Right now the politicians think counting CO2 molecules is more important than producing enough electricity for the future. We'll see what they masses think of that idea a few years from now when they become familiar with the terms "load shedding," "brown outs" etc
It is possible that AGW is simply the politial ruse being used to ultimately justify massive forced energy conservation, to paper over the fact that oil, gas and coal has peaked. As long as demand can be lowered to less than available supply then you really don't have an energy shortage per se beyond peak. I expect that we will see increasingly large targets for reduction of GHG which will force reduced consumption to stay just under the supply curve. While this may not be a grand conspiracy, the reality for civilization may be that it is far safer to delude ourselves about damage to the atmosphere, pat ourselves on the back for our effort to stop it and maintain a semblance of civil order rather than risk the chaos, social breakdown, and military exploits that may follow a broad acceptance and understandig of energy depletion.
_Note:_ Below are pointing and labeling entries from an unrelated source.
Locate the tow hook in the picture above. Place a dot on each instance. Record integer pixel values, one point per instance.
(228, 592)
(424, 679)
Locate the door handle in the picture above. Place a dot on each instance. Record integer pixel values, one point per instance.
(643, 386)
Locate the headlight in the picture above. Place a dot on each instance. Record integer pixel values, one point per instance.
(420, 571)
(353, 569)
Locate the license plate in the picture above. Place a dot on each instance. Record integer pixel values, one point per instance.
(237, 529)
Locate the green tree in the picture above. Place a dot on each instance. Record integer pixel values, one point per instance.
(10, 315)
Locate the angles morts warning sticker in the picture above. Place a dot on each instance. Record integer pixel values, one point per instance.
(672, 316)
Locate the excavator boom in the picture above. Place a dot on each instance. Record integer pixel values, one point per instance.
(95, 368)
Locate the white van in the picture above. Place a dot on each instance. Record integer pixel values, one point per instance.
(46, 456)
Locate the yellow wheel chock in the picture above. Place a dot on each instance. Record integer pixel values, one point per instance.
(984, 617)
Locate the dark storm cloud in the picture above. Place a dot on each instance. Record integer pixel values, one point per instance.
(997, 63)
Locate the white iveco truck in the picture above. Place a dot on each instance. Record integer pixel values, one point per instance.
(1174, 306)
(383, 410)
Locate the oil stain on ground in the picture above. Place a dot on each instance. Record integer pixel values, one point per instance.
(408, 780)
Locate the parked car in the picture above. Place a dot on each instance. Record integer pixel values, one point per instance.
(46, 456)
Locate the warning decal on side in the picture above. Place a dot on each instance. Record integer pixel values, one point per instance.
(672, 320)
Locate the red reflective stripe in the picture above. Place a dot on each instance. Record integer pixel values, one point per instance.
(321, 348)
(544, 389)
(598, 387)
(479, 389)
Another illogical conspiracy theory to justify a thesis that AGW theory is wrong. How far can you stretch reality to justify your position? Your theory just doesn't make sense - do you really think it is easier for governments to persuade people of AGW than it is to simply say "energy is running out - we must take steps to use less"? People don't want to accept AGW theory simply because the answer to it is to use much less energy, and they don't think there is any problem with its supply. But if much more effort was made to demonstrate the reality of energy availability being in decline (this is clearly the case in terms of per capita energy availability), it would be much much easier to get people to conserve what's left than tenuously through the theory of AGW.
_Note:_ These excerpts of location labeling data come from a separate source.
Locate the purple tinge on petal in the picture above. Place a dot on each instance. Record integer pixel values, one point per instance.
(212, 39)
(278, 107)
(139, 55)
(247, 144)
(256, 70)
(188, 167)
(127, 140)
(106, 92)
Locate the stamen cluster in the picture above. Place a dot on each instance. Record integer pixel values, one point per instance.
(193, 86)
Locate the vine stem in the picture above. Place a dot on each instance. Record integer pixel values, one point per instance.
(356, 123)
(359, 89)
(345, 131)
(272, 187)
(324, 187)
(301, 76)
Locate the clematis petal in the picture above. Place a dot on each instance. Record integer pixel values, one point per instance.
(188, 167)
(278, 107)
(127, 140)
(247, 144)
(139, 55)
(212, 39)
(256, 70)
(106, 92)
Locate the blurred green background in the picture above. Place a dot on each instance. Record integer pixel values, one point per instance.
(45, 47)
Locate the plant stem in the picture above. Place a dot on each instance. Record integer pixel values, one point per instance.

And to sendoilplease - take your head out of the sand and look a few years beyond next year. Constructive action on either front leads to the same end result, and just describing something as bone-headed doesn't make it so - it just makes you look like an ill-educated (or ill-researched) fool.
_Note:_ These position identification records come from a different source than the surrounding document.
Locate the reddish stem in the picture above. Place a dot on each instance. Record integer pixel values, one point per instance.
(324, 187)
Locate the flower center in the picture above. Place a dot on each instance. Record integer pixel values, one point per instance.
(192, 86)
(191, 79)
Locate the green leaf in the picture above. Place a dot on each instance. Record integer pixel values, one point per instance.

Just last week I was talking to a friend who was an MP in South Africa up until a few years ago and he told me that back in his time Eskom were warning the govt that they'd run into the buffers some time in late-2007/early-2008 unless they started investing in new capacity.
So the issue was given due prominence (in policy circles at least) and it was most definitely the political decision not to authorise new generating plant or work on constraining demand that has led to the rolling blackouts of recent months.